There was an older gentleman in rural Pennslyvania attending a seminar where I was teaching about adversity.  I dared the attendees to believe that hard isn't always bad; rather, it is ripe with good fruit for the picking if we are willing to endure. This gentleman was an unlikely attendee for this particular session marketed mostly to a younger audience. Nevertheless, he listened to every word.

I concluded the talk and was packing up my things.  With tears in his eyes, he came to me as I was wrapping computer cords.  He began telling me about the beautiful fruit grown in the hardest places of his life.  

I put everything down and settled in to hear each word.  He told me first about a flood that nearly took everything he owned.  He described watching the water rise and the fear he had for his children's lives.  He praised the Lord for sparing them.  After the flood, he decided to move to higher ground to re-build his home.  He was a man of meager means, so this home had to be built by hand.  He even borrowed a wood planer from a friend to shape the boards.  Nail by nail and plank by plank, he put back together his life.  He taught his then small daughters the art of construction and roofing, and building a home.  He needed their help.  It was too much for one man.
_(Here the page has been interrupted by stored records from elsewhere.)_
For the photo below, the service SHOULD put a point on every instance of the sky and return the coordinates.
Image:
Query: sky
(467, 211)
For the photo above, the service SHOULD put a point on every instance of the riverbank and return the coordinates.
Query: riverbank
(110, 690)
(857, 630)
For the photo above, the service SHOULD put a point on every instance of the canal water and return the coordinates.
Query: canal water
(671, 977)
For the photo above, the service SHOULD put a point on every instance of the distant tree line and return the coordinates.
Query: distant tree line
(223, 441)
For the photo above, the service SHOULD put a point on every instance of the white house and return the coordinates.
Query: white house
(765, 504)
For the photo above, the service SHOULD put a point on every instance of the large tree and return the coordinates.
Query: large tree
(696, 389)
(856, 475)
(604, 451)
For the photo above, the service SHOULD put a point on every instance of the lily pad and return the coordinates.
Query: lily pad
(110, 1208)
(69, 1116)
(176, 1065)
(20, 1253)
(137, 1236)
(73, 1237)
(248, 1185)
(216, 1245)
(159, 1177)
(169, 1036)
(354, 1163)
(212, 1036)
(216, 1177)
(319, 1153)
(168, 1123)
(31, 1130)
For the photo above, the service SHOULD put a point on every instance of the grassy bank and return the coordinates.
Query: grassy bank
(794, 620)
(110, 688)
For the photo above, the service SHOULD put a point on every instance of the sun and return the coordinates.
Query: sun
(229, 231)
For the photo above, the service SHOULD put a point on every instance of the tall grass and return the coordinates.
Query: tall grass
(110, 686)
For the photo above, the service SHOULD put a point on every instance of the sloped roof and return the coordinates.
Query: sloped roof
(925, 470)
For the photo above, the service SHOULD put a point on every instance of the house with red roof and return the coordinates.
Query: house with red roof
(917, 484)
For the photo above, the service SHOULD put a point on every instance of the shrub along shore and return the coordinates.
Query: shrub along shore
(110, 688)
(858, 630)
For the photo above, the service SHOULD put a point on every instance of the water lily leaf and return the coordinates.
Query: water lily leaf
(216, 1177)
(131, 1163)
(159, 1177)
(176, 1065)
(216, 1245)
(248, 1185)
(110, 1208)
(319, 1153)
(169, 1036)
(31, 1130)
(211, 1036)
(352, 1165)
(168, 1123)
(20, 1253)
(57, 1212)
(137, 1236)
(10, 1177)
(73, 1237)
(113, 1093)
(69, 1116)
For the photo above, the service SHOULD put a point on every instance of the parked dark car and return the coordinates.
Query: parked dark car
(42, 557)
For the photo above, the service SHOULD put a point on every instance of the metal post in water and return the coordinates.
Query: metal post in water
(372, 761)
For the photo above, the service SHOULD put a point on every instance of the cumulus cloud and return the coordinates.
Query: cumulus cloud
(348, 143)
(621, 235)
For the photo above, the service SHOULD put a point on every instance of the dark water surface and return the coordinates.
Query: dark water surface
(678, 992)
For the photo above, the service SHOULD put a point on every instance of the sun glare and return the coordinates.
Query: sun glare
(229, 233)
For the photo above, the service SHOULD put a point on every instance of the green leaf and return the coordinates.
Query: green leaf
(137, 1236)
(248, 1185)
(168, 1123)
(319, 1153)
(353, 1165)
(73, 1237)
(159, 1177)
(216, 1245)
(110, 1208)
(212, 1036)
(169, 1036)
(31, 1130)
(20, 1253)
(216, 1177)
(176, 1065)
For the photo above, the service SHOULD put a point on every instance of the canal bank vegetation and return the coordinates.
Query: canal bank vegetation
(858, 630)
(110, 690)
Little girls and their burly dad put hammer to nail.  And in so doing, they watched God use the labor of their hands and turn it into the place they called home.

He then shared the deep grief of losing and burying one of his grown-up daughters in recent years from illness.  He recounted the heartache of having to sell his precious hand-hewn home.  He said, "that was some of the hardest work of my life, but it was the gift of my life."  It was where his faith and sweat and fatherhood came swirling together, and it was where he experienced first-hand God's unyielding faithfulness.  He didn't regret a moment of the labor, and he seemed to view that devasting flood with tender eyes.  It changed him.  It made him.  It altered his entire life story. It was stunning beauty from absolute ashes.

He chuckled with tears dripping off his rosy cheeks when he proudly recounted the strength and tenacity his daughters embodied through that journey.  It changed them, too.  They grew into strong, assured women that took God at His word. What should have been a dark day of devasting loss ushering a lifetime of hardship turned into a testament of God's faithfulness to bring the most beautiful things from nothing. What was meant for evil, God used for good.

He leaned in and said, "you better believe that I know hard isn't bad.  It is almost always the very best gift."

That gift kept giving at the very moment as we shared a silent understanding of indescribable grace far greater than adversity.  

And it gives on and on.  

May you experience indescribable grace woven throughout the most unlikely places. May you revel in beauty from ashes.